Soweit so gut, und auf den ersten Blick spricht einiges dafür, dass dieser Trend so weitergehen kann. Allerdings werden auf den zweiten Blick einige Gewitterwolken am Horizont erkennbar und lassen bei mir Zweifel an einer Fortsetzung aufkommen. Das letzte Mal, als für einen Euro nur vier Zloty zu zahlen waren, im Sommer 2011, wuchs Polens Wirtschaft noch mit vier Prozent, die Euro-Krise befand sich erst im Anfangsstadium und das Großereignis Fußball-Europameisterschaft lag noch vor den Polen. Letzteres ist jetzt Geschichte und die Stimmung im Land alles andere als gut.

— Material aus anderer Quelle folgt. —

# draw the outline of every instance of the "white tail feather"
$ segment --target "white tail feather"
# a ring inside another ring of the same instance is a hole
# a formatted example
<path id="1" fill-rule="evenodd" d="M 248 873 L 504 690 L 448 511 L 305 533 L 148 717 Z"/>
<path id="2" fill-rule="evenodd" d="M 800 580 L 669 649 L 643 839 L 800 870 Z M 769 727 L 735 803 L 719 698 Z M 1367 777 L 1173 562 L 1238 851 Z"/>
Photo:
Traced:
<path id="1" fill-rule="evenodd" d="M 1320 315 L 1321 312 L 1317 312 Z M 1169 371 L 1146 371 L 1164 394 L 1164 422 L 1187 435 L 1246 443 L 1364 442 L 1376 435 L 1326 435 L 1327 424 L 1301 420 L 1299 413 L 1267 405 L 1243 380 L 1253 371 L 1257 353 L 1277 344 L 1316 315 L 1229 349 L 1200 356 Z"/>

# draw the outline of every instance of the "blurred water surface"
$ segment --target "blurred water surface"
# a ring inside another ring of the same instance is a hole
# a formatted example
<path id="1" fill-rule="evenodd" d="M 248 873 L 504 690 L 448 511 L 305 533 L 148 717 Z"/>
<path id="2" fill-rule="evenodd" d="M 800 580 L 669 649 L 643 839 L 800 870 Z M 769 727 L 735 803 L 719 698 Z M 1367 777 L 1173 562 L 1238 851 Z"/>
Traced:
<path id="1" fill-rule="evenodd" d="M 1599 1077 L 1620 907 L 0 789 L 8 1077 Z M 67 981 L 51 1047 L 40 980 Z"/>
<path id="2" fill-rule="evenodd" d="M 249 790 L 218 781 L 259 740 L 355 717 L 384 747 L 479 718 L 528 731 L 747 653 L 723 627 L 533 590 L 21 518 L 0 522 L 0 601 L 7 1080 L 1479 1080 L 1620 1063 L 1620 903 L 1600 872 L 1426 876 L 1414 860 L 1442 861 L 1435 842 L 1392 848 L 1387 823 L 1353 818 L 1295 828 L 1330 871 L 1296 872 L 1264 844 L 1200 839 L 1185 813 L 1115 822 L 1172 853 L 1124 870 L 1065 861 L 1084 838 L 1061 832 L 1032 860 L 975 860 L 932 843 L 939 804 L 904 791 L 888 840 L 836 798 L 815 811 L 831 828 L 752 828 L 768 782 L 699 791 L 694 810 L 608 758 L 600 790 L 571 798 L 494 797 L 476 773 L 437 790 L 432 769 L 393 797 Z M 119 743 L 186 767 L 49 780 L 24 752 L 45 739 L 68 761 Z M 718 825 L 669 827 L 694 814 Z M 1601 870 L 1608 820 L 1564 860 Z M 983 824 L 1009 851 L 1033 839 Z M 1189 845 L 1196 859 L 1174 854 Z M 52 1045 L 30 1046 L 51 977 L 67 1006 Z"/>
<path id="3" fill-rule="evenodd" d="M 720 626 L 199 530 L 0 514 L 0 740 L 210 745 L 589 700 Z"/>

Die Zahl der Insolvenzen liegt mit 800 Anträgen großer Firmen seit Jahresbeginn auf Rekordniveau. Vor allem in der Baubranche stehen durch Pleiten rund 150.000 Arbeitsplätze auf dem Spiel. Dabei hatte vor allem diese Branche als der große mögliche Profiteur der Fußball-EM gegolten und nun ist es sie, die durch einen Einbruch im Juli um 8,8 Prozent gegenüber dem Vorjahreswert dafür sorgt, dass das Wachstum im dritten Quartal wohl sehr viel schwacher als die erwarteten 2,5 Prozent ausfallen wird.

 

Zu den Problemen im Land gesellt sich nun noch eine schlechte wirtschaftliche Verfassung des wichtigsten Handelspartners Polens, die Eurozone, die im dritten Quartal wohl in die Rezession rutschen wird. Sie nimmt über die Hälfte der polnischen Exporte ab. Deshalb gehe ich davon aus, dass sich der Trend der rückläufigen Exporte aus den ersten sechs Monaten des Jahres in der zweiten Jahreshälfte noch beschleunigen könnte. Gelingt es den Polen nicht, diese Ausfälle durch andere Absatzmärkte zu kompensieren, sind sowohl die 2,7 Prozent Wachstum für dieses, als auch die prognostizierten 2,0 Prozent für 2013 in Gefahr.

 

Droht eine Flaute in der Wirtschaft, ruft man in diesen Tagen gern nach der Zentralbank, die durch geeignete Maßnahmen den Geldhahn etwas weiter aufdrehen kann. Einfachstes, aber von Notenbanken der größten Industrienationen der Welt nicht mehr praktizierbares Mittel, sind Leitzinssenkungen. Während die USA, Japan und die Eurozone nur noch mehr oder weniger weit von der Nulllinie entfernt sind, hat die Polnische Zentralbank mit einem Leitzins von aktuell 4,75 Prozent dafür noch genug Spielraum. Den wird sie auch ausnutzen. Ob noch 2012 oder doch erst Anfang 2013 und wie hoch die Senkung ausfällt, wird davon abhängen, wie stark sich die Wirtschaft im dritten Quartal abkühlt.

 

Die in den nächsten Monaten immer weiter zunehmenden Zinssenkungs- spekulationen dürften die Anleihekäufer vorerst noch etwas bei Laune halten. Allerdings könnte die Aussicht auf einen durch die lockere Geldpolitik geschwächten Zloty nach und nach die ausländischen Investoren dazu veranlassen, Ihre Positionen abzubauen. Passiert dies dann in großem Stil, kann das im Falle der vergleichsweise geringen Liquidität des Zloty auch schon mal sehr schnell gehen. Der Anteil des Zloty am täglichen globalen Devisenumsatz liegt bei gerade einmal 0,5 Prozent. Zum Vergleich: Von mir schon oft in diesem Zusammenhang angesprochene Währungen wie die Schweden- oder Norwegen-Krone liegen beim doppelten Umsatz.

 

Ich bin zwar in diesen Tagen kein großer Euro-Anhänger, was lediglich bedeutet, dass ich ihn aktuell nur wenigen Währungen vorziehen würde, wenn es um Investitionen am Devisenmarkt geht. Aber beim Währungspaar EUR/PLN sehe ich in den nächsten Monaten eher Erholungspotenzial des Euro gegenüber dem Zloty wieder in Richtung 4,60 EUR/PLN, dem Hoch aus dem Dezember 2011.